The first time I saw a Godard film was in my sophomore year, on a computer monitor in a dorm room, a fact that would probably trouble and tickle the cinephile. The film was Masculin, Feminin. I was newly a film student with limited exposure to French cinema, but if you know Godard, you know that exposure is no barrier to falling in love with his world. The film follows two lovers with conflicting tastes and politics but does not stick to any one plot line or narrative style. Cut between the lovers’ stories are interviews with the actors’ asking them about love, sex, and politics. Each transition is marked by a black title screen and the jarring sound of something close to a jaguar roar and a subway screeching to a stop. There was something so familiar about the film. But not familiar in that it brought to mind other films from the 60s, but familiar in the sense that it felt almost referential to contemporary cinema. It is that feeling that makes Godard so pleasing to watch. You know you are watching something the first of its kind.

Jean-Luc Godard, the groundbreaking and genre-bending French New Wave filmmaker and critic whose work was spellbindingly intimate, as well as politically radical, passed away at age 91 in his Switzerland home on September 13th.

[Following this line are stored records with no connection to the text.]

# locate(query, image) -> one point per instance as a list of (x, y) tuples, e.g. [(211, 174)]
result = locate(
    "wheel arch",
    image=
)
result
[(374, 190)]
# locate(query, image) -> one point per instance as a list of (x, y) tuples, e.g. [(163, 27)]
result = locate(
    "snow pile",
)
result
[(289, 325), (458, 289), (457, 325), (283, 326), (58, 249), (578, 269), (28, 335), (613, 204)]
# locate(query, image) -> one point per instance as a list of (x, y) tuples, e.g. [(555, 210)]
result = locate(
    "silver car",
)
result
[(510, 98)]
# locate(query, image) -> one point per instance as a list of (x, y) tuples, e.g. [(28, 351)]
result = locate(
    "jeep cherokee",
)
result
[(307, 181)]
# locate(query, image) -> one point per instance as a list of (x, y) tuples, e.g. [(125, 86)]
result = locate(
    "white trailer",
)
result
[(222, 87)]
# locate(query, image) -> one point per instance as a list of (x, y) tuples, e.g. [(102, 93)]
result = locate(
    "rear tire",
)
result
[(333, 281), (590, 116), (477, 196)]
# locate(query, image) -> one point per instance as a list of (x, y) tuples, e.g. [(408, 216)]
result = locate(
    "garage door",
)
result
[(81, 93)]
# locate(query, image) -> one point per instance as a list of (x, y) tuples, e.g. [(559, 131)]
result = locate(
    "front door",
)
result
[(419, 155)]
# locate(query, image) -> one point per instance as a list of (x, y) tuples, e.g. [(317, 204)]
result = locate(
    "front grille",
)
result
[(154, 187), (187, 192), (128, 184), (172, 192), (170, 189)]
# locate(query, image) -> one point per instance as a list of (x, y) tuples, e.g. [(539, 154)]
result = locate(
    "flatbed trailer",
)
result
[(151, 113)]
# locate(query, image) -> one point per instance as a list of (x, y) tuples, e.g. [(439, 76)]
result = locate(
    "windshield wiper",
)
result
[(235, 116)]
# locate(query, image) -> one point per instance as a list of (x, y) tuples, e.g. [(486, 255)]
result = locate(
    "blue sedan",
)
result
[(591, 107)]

Godard was a member of the original pack of French New Wave filmmakers. The marker of the New Wave was that instead of being studied filmmakers within institutions, they were first students of film critique. Many wrote for the French publication Cahiers du Cinema where Godard published his first writings at twenty-one on the topics of montage and defying classical construction. His theoretical works would become an intrinsic part of his filmic works, setting him apart from his New Wave comrades.

Defiance is the word that comes to mind when reminiscing on Godard’s career. Prior to his breakout film, Breathless, the use of the jumpcut in film was a technical error. Purposeful distancing away from Hollywood grandiose and opting for something more akin to a home movie would be a product of a low-budget rather than an artistic choice. He made films out of order, prioritizing editing and what could be conveyed through montage rather than narrative structure. He viewed cinematic rules as optional and meant to be broken. In 1960, Godard made Le Petit Soldat which centered on espionage wars during the time of France’s war in Algeria. The messaging of the film was so rich with Marxist orthodoxies that it was banned in France.

Godard’s last completed film was Goodbye to Language in 2014. Notably shot in 3-D, the film discusses the technology of translation and is a testament to Godard’s refusal to stick by the old regime of anything. He adapted where he saw fit, he made films driven by personal curiosity, and he provided a consistently refreshing perspective in the age of mass consumerism. Even in the months leading up to his passing, he had visions of new films and written works. He is survived by his wife, Anne-Marie Mieville, who was also his frequent collaborator. You can stream many of his works on Kanopy as well as HBOMax.